TEATRO MUSICAL: "Dueto Duelo"



TEATRO MUSICAL: “Dueto Duelo”,
Direcção artística e encenação | Ricardo Vaz Trindade
Criação Coletiva | Cecília Matos Manuel, Edite Queiroz, Eduardo Brito, Henda Vieira Lopes, Joana Bértholo, Luana Cunha Ferreira, Mariana Rebelo, Marta Félix, Miguel Sobral Curado, Raquel Castro, Ricardo Vaz Trindade, Rita Brütt, Rute Ribeiro, Vasco Pimentel, com base num texto original de Eduardo Brito, Joana Bértholo
Cenografia | Pedro Brígida, Ricardo Vaz Trindade
Interpretação | Mariana Rebelo, Ricardo Vaz Trindade, Rita Brütt
Piano e direcção musical | Vasco Pimentel
Bateria | Miguel Sobral Curado
Contrabaixo | Francisco Nogueira
90 Minutos | Maiores de 16 Anos
Escola de Artes e Ofícios
24 Jan 2025 | sex | 21:30


Entramos na bela sala expande da Escola de Artes e Ofícios e é como se entrássemos num restaurante daqueles chiques, com mesas redondas muito bem postas, um menu feito de nomes pomposos, pratos elaborados com uma apresentação irrepreensível, uma carta de vinhos onde não faltam borgonhas e bordéus. Circunspecto, acolhedor e intimista, o ambiente faz-se de música ao vivo. Aqui se celebram aniversários, se comemoram feitos, se lançam ideias, se planeiam crimes. Se fazem e desfazem amores, como os da Teresa e do Tiago, que neste restaurante se conheceram e cimentaram a sua relação, partilharam com a pequenina Tânia o prazer de uma mesa para três e agora, desempenhando um papel cada vez mais familiar, estão prestes a separar-se. Dizem ter saudades um do outro, apenas porque não têm estado juntos. Embora vivam na mesma casa, durmam na mesma cama e se sentem no mesmo sofá a ver a Netflix, as únicas palavras que trocam são, cada vez mais, um “olá” e um “adeus”. Já só sabem discutir, esgotaram os argumentos e não conseguem ouvir-se. Tudo o que fazem é errado, cada frase tem um gatilho pronto a disparar. Parece já nada haver para salvar e não será uma noite diferente que irá reverter a situação. Como é que tudo aconteceu? Como é que chegaram aqui?

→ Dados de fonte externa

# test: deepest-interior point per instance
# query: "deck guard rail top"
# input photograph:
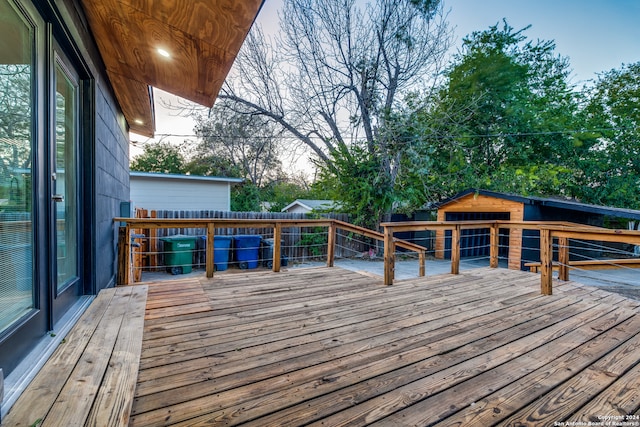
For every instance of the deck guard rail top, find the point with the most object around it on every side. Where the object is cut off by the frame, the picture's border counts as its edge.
(552, 235)
(128, 225)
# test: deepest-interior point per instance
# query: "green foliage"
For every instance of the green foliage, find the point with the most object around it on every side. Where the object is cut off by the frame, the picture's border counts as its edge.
(245, 197)
(280, 193)
(314, 241)
(162, 157)
(362, 185)
(503, 119)
(610, 168)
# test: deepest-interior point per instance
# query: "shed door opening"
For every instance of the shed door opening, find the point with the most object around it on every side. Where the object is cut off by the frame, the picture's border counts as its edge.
(475, 243)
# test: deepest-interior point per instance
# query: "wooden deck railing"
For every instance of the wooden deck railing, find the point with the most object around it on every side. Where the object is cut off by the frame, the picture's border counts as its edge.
(124, 276)
(560, 232)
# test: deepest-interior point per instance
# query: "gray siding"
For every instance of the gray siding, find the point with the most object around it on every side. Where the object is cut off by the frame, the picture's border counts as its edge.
(111, 182)
(109, 150)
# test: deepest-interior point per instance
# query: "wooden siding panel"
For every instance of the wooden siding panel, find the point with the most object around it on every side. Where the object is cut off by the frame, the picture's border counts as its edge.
(481, 203)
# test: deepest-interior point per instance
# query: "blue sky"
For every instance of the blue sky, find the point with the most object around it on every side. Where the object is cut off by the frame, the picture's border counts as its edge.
(596, 35)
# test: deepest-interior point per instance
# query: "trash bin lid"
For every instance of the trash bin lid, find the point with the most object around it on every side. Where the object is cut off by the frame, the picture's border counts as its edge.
(177, 237)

Criação colectiva a partir de um texto original de Eduardo Brito e Joana Bértholo, “Dueto Duelo” é um espectáculo construído com enorme sensibilidade, feito de apontamentos subtis que remetem para a realidade de uma vivência a dois e tipificam um fenómeno cada vez mais usual, o fim do “felizes para sempre”. Num mundo onde o ideal de amor romântico cede ao individualismo exacerbado, aos estímulos e às possibilidades da sociedade global, desafiando o modelo tradicional de “relação-para-toda-a-vida”, é a pequena morte de um projecto sonhado a dois que se abre em frustração e revolta, arrastando com ela um conjunto de desafios práticos, emocionais e sociais, com enorme impacto nas vidas de cada um e de consequências, as mais das vezes, imprevisíveis. Do luto dos afectos ao papel dos filhos no centro do turbilhão, da reorganização das finanças e das rotinas diárias às muitas contradições e à resistência à acusação e às desculpas, da aceitação da tradicional “facada” na ética familiar judaico-cristã aos abalos com a auto-percepção, identidade e imagem, são as regras, rotinas e idiossincrasias que se desmoronam irremediavelmente, levantando na nuvem de pó espesso uma questão primordial: De que forma se redefine a relação do dueto e se escapa à sua transformação em duelo?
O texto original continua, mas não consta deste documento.